Decoupling the Contributions of Different Instability Mechanisms to the PEMFC Performance Decay of Non-noble Metal O 2 -Reduction Catalysts.
Seçil ÜnsalRobin GirodChristian AppelDmitry KarpovMichel MermouxFrédéric M MaillardViktoriia A SavelevaVasiliki TileliThomas Justus SchmidtJuan HerranzPublished in: Journal of the American Chemical Society (2023)

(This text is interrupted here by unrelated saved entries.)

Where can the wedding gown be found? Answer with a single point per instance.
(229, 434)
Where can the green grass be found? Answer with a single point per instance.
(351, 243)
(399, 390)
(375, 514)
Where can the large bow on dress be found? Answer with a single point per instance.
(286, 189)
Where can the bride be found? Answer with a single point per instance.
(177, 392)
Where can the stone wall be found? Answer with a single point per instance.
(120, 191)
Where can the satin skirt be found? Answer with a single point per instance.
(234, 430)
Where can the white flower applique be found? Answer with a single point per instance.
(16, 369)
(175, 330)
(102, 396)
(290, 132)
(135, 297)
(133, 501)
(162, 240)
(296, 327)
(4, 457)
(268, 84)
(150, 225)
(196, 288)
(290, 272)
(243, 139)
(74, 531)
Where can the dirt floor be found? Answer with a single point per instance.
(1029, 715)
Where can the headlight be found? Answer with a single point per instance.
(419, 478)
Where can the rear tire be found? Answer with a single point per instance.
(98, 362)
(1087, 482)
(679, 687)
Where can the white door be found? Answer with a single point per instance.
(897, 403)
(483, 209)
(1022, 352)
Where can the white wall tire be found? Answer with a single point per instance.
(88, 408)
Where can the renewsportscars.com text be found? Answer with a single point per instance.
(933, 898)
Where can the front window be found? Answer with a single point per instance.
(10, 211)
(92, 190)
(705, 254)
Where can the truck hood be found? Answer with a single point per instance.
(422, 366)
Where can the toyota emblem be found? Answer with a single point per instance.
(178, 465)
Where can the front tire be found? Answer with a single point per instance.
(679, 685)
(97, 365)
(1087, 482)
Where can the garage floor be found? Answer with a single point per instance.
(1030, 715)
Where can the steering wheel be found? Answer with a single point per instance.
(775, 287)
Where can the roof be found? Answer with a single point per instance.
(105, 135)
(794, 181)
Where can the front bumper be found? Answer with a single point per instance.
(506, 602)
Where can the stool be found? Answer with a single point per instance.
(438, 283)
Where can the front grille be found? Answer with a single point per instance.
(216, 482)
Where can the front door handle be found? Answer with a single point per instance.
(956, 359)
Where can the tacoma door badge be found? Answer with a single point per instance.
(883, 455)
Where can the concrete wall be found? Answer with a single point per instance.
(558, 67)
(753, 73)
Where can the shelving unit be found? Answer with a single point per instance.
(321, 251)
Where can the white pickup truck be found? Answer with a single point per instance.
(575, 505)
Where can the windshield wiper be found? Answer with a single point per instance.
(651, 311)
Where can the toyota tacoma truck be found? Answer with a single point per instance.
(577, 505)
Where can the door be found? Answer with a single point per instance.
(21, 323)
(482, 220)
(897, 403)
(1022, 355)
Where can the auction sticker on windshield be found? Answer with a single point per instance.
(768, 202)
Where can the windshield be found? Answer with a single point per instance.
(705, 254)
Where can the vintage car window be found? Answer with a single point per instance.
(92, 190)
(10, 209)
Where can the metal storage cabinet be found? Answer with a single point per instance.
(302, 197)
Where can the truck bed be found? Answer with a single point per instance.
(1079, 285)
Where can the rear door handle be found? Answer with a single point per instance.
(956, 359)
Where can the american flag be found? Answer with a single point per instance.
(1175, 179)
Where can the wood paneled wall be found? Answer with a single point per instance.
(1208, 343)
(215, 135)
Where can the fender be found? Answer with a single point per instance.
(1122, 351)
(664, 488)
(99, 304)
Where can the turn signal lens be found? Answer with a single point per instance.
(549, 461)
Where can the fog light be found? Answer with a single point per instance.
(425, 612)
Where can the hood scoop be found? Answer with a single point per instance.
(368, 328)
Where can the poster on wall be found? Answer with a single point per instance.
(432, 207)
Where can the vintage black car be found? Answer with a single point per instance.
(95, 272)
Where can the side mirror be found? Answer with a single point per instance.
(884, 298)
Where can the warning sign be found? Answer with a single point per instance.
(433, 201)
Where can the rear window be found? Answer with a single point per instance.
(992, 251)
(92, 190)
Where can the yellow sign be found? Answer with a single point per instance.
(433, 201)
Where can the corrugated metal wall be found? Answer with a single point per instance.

Non-noble metal catalysts (NNMCs) hold the potential to replace the expensive Pt-based materials currently used to speed up the oxygen reduction reaction (ORR) in proton exchange membrane fuel cell (PEMFC) cathodes, but they feature poor durability that inhibits their implementation in commercial PEMFCs. This performance decay is commonly ascribed to the operative demetallation of their ORR-active sites, the electro-oxidation of the carbonaceous matrix that hosts these active centers, and/or the chemical degradation of the ionomer, active sites, and/or carbon support by radicals derived from the H 2 O 2 produced as an ORR by-product. However, little is known regarding the relative contributions of these mechanisms to the overall PEMFC performance loss. With this motivation, in this study, we combined four degradation protocols entailing different cathode gas feeds (i.e., air vs N 2 ), potential hold values, and durations to decouple the relative impact of the above deactivation mechanisms to the overall performance decay. Our results indicate that H 2 O 2 -related instability does not depend on the operative voltage but only on the ORR charge. Moreover, the electro-oxidation of the carbon matrix at high potentials (which for the catalyst tested herein triggers at 0.7 V) seems to be more detrimental to the NNMCs' activity than the demetallation occurring at low potentials.